We all know that carbon monoxide (CO) is a lethal gas that is produced when fuels such as gasoline are burned. What we might fail to recognize is that people have been victims of carbon monoxide poisoning while using small gasoline-powered engines and tools because the equipment produced hazardous concentrations of the gas even in well-ventilated spaces. The reason this can occur is that carbon monoxide can accumulate quickly, even in areas that seem to have enough ventilation. The gas is tasteless, colorless, odorless, and nonirritating, and it can overcome the exposed person without their realizing it. By the time they understand what is happening, they are so weak and confused that they lose the ability to get themselves to safety.

Carbon monoxide can poison a person in two ways. The first is by tightly binding to hemoglobin in the blood, replacing the blood’s oxygen supply, and diminishing the blood’s capacity to carry oxygen to other parts of the body. The second way is by binding to tissues and cells of the human body and interfering with their normal function. That’s why persons with pre-existing health conditions, such as heart disease, are at increased risk.

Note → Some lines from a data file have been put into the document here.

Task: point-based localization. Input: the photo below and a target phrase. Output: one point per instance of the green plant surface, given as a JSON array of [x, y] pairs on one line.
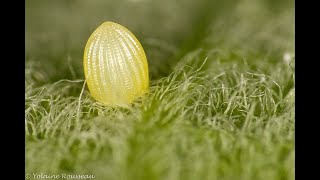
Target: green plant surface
[[221, 104]]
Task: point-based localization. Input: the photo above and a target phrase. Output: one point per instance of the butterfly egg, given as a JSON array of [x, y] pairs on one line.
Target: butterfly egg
[[115, 65]]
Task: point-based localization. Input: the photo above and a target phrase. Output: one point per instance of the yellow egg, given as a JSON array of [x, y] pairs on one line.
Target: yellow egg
[[115, 65]]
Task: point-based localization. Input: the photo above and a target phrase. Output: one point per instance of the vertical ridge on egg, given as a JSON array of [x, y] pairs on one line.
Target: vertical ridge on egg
[[115, 65]]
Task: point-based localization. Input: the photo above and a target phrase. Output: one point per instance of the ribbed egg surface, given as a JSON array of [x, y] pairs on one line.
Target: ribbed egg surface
[[115, 65]]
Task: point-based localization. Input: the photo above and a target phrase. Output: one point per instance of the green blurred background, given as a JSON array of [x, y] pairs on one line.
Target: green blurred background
[[248, 77], [57, 31]]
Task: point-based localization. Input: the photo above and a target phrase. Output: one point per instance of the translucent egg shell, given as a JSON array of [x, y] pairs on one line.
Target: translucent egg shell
[[115, 65]]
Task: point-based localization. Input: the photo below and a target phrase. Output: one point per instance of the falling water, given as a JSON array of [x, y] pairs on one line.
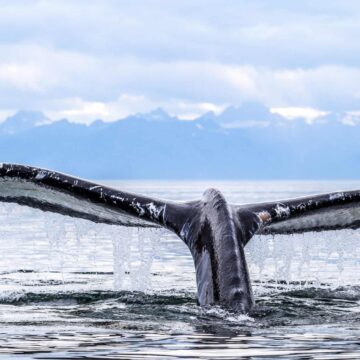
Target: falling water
[[61, 246]]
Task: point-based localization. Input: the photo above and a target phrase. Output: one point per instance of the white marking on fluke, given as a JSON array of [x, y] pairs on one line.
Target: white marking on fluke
[[336, 196], [282, 210]]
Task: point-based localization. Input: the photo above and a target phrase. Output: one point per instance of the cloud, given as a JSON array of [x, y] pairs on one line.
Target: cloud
[[112, 58]]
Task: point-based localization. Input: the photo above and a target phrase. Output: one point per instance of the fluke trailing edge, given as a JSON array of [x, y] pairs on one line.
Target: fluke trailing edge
[[214, 231]]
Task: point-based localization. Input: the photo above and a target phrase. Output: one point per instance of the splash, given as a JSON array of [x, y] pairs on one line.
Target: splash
[[328, 258], [59, 249]]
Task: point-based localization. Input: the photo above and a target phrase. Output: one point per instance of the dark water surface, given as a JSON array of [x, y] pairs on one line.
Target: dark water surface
[[72, 289]]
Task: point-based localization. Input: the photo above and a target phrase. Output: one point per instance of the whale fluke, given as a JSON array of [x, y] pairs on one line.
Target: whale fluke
[[214, 231]]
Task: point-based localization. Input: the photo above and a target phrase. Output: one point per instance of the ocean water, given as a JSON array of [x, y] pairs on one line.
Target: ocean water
[[73, 289]]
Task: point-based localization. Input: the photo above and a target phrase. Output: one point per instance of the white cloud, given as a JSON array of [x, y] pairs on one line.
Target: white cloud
[[86, 59]]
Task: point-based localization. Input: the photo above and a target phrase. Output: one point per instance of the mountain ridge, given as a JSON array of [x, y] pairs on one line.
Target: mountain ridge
[[160, 146]]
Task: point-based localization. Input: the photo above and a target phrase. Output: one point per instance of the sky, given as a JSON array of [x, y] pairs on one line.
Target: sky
[[107, 59]]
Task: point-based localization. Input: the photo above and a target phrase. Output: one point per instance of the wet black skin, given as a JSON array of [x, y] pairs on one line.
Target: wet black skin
[[214, 231]]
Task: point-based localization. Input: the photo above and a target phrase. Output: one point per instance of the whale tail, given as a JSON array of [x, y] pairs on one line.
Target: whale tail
[[214, 231]]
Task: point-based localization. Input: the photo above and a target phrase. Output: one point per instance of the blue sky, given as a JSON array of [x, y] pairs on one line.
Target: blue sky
[[106, 59]]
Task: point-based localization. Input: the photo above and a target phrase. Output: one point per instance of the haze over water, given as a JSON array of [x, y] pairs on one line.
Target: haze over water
[[73, 289]]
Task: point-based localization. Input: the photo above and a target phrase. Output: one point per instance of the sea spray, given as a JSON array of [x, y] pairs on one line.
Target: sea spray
[[48, 243]]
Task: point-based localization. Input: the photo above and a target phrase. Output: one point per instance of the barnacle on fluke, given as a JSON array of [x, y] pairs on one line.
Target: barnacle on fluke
[[214, 231]]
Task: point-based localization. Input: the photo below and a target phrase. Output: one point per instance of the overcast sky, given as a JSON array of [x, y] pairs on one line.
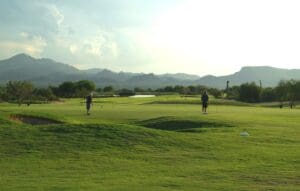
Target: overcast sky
[[160, 36]]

Recognizing the early warning signs of carbon monoxide poisoning can be difficult because the early symptoms of exposure, headache, dizziness, and nausea, can be mistaken for symptoms of other illnesses such as colds, flu, or food poisoning. Fortunately, not all instances of exposure to carbon monoxide are fatal. The severity of the symptoms is affected by three main factors:

  • The concentration of carbon monoxide in the environment
  • How long the exposure lasts
  • The exposed person’s work-load and breathing rate

However, it is never a good idea to assume your work environment doesn’t pose a risk. The best approach is to implement safe practices to avoid exposure as much as possible. To that end, The National Institute of Safety and Health (NIOSH) has developed the following guidelines:

  • Do not use or operate gasoline-powered engines or tools inside buildings or in partially enclosed areas unless gasoline engines can be located outside and away from air intakes. Use of gasoline-powered tools indoors where CO from the engine can accumulate can be fatal. An exception to this rule might be an emergency rescue situation in which other options are not available. Such an exception should only be made when equipment operators, assisting personnel, and the victim are provided with supplied-air respirators.
  • Always place the pump and power unit of high-pressure washers outdoors and away from air intakes so that engine exhaust is not drawn indoors where the work is being done. Run only the high-pressure wash line inside.
  • Consider the use of tools powered by electricity or compressed air if they are available and can be used safely. For example, electric-powered tools present an electrocution hazard and require specific precautions for safety.
  • If compressed air is used, place the gasoline-powered compressor outdoors away from air intakes so that engine exhaust is not drawn indoors where the work is being done.
  • Use personal CO monitors where potential sources of CO exist. These monitors should be equipped with audible alarms to warn workers when CO concentrations are too high.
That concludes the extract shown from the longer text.